Specifically, consistency is good paradigm, which is the reason we
ought to provide exactly one way to interact with the middleware.  The
term "middlewave" in HAL design document implies the existing
infrastructures provided by Android, Moblin, Qt Extended, etc.

While this may look like reinventing the wheel, it is an important
step towards middleware acceptance.  Instead,  we are actually reusing
the wheel and just covering the itchy details behind our IPC or
lightweight communications.

Existing serivces: bluez4, connman, wpa-supplicant, etc.

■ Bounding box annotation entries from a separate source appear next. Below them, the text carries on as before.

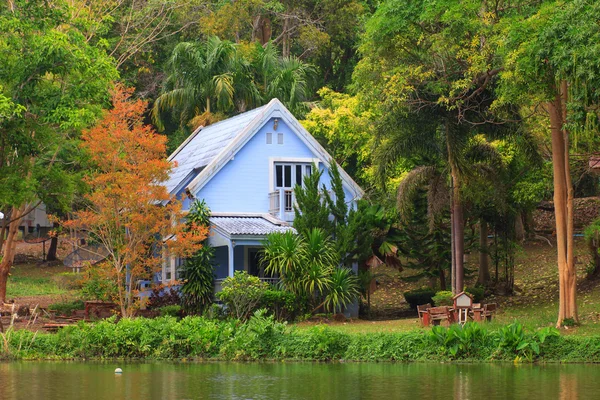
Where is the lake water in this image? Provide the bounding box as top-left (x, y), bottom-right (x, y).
top-left (0, 362), bottom-right (600, 400)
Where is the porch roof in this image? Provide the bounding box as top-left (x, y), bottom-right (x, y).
top-left (210, 213), bottom-right (296, 238)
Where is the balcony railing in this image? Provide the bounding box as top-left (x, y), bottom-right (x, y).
top-left (215, 277), bottom-right (280, 293)
top-left (269, 189), bottom-right (295, 219)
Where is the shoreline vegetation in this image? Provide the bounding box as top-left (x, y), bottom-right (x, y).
top-left (0, 310), bottom-right (600, 363)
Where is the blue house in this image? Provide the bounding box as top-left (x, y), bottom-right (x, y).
top-left (160, 99), bottom-right (363, 291)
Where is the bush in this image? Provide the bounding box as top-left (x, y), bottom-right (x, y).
top-left (0, 318), bottom-right (600, 362)
top-left (432, 290), bottom-right (454, 307)
top-left (261, 289), bottom-right (301, 321)
top-left (51, 272), bottom-right (83, 290)
top-left (217, 271), bottom-right (269, 321)
top-left (48, 300), bottom-right (85, 317)
top-left (404, 288), bottom-right (435, 310)
top-left (158, 304), bottom-right (182, 317)
top-left (147, 285), bottom-right (181, 310)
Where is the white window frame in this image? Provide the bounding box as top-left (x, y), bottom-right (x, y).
top-left (269, 157), bottom-right (320, 192)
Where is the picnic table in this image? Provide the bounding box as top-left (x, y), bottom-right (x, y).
top-left (84, 301), bottom-right (117, 320)
top-left (417, 303), bottom-right (496, 326)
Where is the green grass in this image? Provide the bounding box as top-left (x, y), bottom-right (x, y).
top-left (6, 276), bottom-right (66, 297)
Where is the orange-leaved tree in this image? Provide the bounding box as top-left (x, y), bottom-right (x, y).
top-left (67, 86), bottom-right (208, 317)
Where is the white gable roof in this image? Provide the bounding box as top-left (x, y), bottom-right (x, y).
top-left (165, 106), bottom-right (266, 194)
top-left (166, 99), bottom-right (364, 198)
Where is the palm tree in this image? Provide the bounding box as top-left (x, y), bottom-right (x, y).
top-left (378, 108), bottom-right (506, 293)
top-left (262, 228), bottom-right (359, 311)
top-left (252, 42), bottom-right (315, 113)
top-left (153, 37), bottom-right (260, 128)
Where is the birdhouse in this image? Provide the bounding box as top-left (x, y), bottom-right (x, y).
top-left (452, 292), bottom-right (473, 308)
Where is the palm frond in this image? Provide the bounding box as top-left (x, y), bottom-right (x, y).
top-left (396, 166), bottom-right (437, 220)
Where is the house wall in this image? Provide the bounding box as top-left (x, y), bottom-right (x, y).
top-left (213, 245), bottom-right (251, 279)
top-left (194, 119), bottom-right (353, 213)
top-left (213, 246), bottom-right (229, 279)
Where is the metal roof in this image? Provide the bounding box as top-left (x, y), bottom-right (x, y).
top-left (165, 106), bottom-right (266, 193)
top-left (210, 215), bottom-right (296, 236)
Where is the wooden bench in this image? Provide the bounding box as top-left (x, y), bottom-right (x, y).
top-left (84, 301), bottom-right (117, 320)
top-left (417, 303), bottom-right (431, 326)
top-left (471, 303), bottom-right (496, 322)
top-left (481, 303), bottom-right (496, 321)
top-left (427, 306), bottom-right (454, 325)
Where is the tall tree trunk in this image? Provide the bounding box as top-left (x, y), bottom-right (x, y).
top-left (452, 168), bottom-right (465, 294)
top-left (46, 222), bottom-right (59, 261)
top-left (0, 204), bottom-right (27, 303)
top-left (477, 218), bottom-right (490, 285)
top-left (440, 268), bottom-right (447, 290)
top-left (547, 82), bottom-right (578, 326)
top-left (515, 213), bottom-right (525, 243)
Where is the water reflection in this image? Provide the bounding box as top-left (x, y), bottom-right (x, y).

The middleware subsystems are split into higher-level services and
lower-level services. Initially, we look into the lower level
services:

 * Wireless communication: WiFi, Bluetooth, DVB (leverage to IP layer)
 * RIL
 * Camera
 * Audio
 * GPS
 * Power-aware interoperation
 * Other devices

The lowlevel device service manages peripheral control, such as
managing WiFi, BT, audio, LED/backlight brightness, vibrator,
accelerometer, and power control for devices without dedicated
controlling daemon. Also, it have to deal with charging notification
and RTC. On some systems it also forwards button events and notifies
about the system's idleness status.

There are two approaches to archive the integration:
 * Introduce specific PHDL (Platform Hardware Description Language)
for device oriented logic.  It is fairly straightforward to handle
BT-WLAN co-ex issues by the means of proper definitions and dedicated
state machine.  Finally, PHDL would generate the exact Java/C++ code
for Android.
 * Providing thin and flexible configurations for Android.  This can
be dynamically fit via system wide properties, such as setprop/getprop
in Android.

The events service processes rules that connects triggers via filters
to events. Depending on the rules, the events service glues to many
other subsystems.  Note that the events service is just a convenience
layer, full-fledged applications may handle most of these kind of
connections themselves.

Take WLAN-BT as example to demonstrate the laws of perspective.  We
ought to follow LWE (Linux Wireless Extension) as possible as we can,
and avoid the way to issue vendor specific low-level commands to
chipsets directly.  At least, we have to keep the API compatibility of
JNI (source: framework/base/core/jni).  Only dropped-in replacement
would be implemented in order to adapt our own HAL design.  The
essential program, wpa_supplicant, is heavily used by Android as the
WiFi communication manager.  The concept is simple and distinct.
However, the current JNI implementation lack system in Android's work.
 Both Java and JNI parts expose too much TI WLAN-BT specific
information.  So, we should directly let the information retrieve
actions pass by to the right place where our own thin HAL exists.

WLAN HAL requirement:
 * minimal/common LWE: mode of operation, ESSID ioctls, association
model, status report, range, Tx power
 * extended LWE standard: PM, WPA/WPA2, average quality (for user
space calibration)
 * vendor specific controls - for WLAN-BT co-ex, special power mode,
high performance operation mode, etc.

Original comment by jserv.tw@gmail.com on 24 Aug 2009 at 9:29

GoogleCodeExporter commented 8 years ago
To avoid duplicated work, I plan to check in my prototype work based on Donut 
instead of cupcake.  There are 
some changes made for WiFi already.

Original comment by jserv.tw@gmail.com on 16 Sep 2009 at 4:35

GoogleCodeExporter commented 8 years ago
ok, the latest release of beagle-cupcake was out, and we are migrating to 
beagle-donut.

Original comment by jserv.tw@gmail.com on 11 Oct 2009 at 6:18

GoogleCodeExporter commented 8 years ago
Depends on Issue 28:
    http://code.google.com/p/0xdroid/issues/detail?id=28

Original comment by jserv.tw@gmail.com on 22 Oct 2009 at 2:57

GoogleCodeExporter commented 8 years ago
Rebase to Eclair.  Minimize the work for WLAN-BT HAL.

Original comment by jserv.tw@gmail.com on 21 Dec 2009 at 12:29

GoogleCodeExporter commented 8 years ago
Let's merge the work done in android-x86 project.